What I’m Reading: The Love and Relationships Edition

it's complicated.
It’s complicated. (Photo credit: Channing Johnson)

If you and I spend any one-on-one time together, we inevitably get around to some of my favorite topics — love, fidelity, identity and memory. I cover human connection (and how technology is changing it) as a beat, so over the past year I’ve been writing more on these themes, with posts questioning whether online dating is really helping us make better matches, etc.

I’ve also evangelized the best show on TV right now (since Mad Men isn’t back yet), The Americans on FX. It’s ostensibly a show about Russian spies living as sleeper agents in the U.S. But really it’s about love, fidelity and identity. And it stars one of my mad crushes, Matthew Rhys. (I love Matt’s! And Welshmen!)

Buried in that exposition was RECOMMENDATION #1: The Americans on FX. Watch it. Seriously. Season 3 debuts on Wednesday.

Okay, here are the rest of my recommendations on this theme:

#2 Why We Cheat (Slate Magazine)
The author of the book ‘Mating in Captivity’ sits down for a Q&A, in which she dispels some of our black-and-white thinking about stepping out on our partners. The nut graf: “Very often we don’t go elsewhere because we are looking for another person. We go elsewhere because we are looking for another self. It isn’t so much that we want to leave the person we are with as we want to leave the person we have become.”

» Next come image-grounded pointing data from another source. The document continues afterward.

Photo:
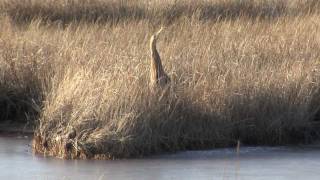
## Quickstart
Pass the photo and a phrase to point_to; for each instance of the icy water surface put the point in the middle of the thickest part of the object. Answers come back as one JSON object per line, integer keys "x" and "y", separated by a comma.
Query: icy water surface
{"x": 18, "y": 162}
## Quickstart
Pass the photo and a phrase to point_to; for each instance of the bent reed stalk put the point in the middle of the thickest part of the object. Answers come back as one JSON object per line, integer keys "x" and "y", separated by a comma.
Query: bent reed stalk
{"x": 242, "y": 78}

#3 The Split-Screen Marriage (The New York Times)

Showtime’s Golden Globe-winning (but not necessarily deserving) program, The Affair, explores the notion of perception and memory in our intimate relationships. It tells half its story from the man’s point of view, then flips midway through each episode to the woman’s perspective. Even though they remember the same sequence of events (for the most part), the tone and details are completely different. This NYT piece gets at “the canyon of ignorance that cuts across every human relationship” and got me thinking about how we can treat one other better by seeking to know our partners more.

#4 Vonnegut on Marriage (dannyman.toldme.com)

An argument for the villages of yesteryear — extended families. As Kurt Vonnegut wrote: “When a couple has an argument nowadays, they may think it’s about money or power or sex or how to raise the kids or whatever. What they’re really saying to each other, though without realizing it, is this: “You are not enough people!”

#5 Searching for Sex (The New York Times)

This piece made me want everyone to get laid more. As I mentioned in a previous post, an economist dives into the big data we have on sex-related searches, whether it’s penis size or the number of times “sexless marriage” is searched instead of “loveless marriage.” The results show Americans are have WAY TOO LITTLE SEX and that they’re really hung up about body insecurities.

One of My Favorite Chuck Klosterman Hypotheticals: The Cheating One

The one time I met Chuck Klosterman I totally whiffed my pickup line.

For Christmas, Matty got me a set of Chuck Klosterman Hypothetical Cards. (If this sounds lame, he did get me other stuff, too, like a TripIt PRO account! I was most excited about that and promptly started updating my TripIt on Christmas morning.)

Anyway. There is one hypothetical on each card, and they involve situations like what you’d do if you came home to a trashed house and Shaquille O’Neal was in your shower, or whether you’d own up to the fact you accidentally got selected to be saved from a meteor crashing to earth. Stuff like that. Every time we’ve been in the car since I got the cards, we have chosen one hypothetical to talk through or argue about.

But the reason I enjoy Chuck Klosterman hypotheticals so much in the first place is because of this one — the one about cheating on your girlfriend:

“This question raises a larger point about everything we pretend to understand about relationships, and particularly what we assume we understand about monogamy (and when infidelity technically begins). So while your answer to this question might seem unambiguous, the criteria you use to reach the conclusion are generally more important than the answer itself.”

If you haven’t considered this one, read it through. Once you’re done, we can have a conversation about it sometime over food and beverages. Regarding whose side I’m on, I’ve consistently held my position and am happy to defend it. Then again, if you’re a friend of mine that goes drinking with me, you probably already know whose side I’m on.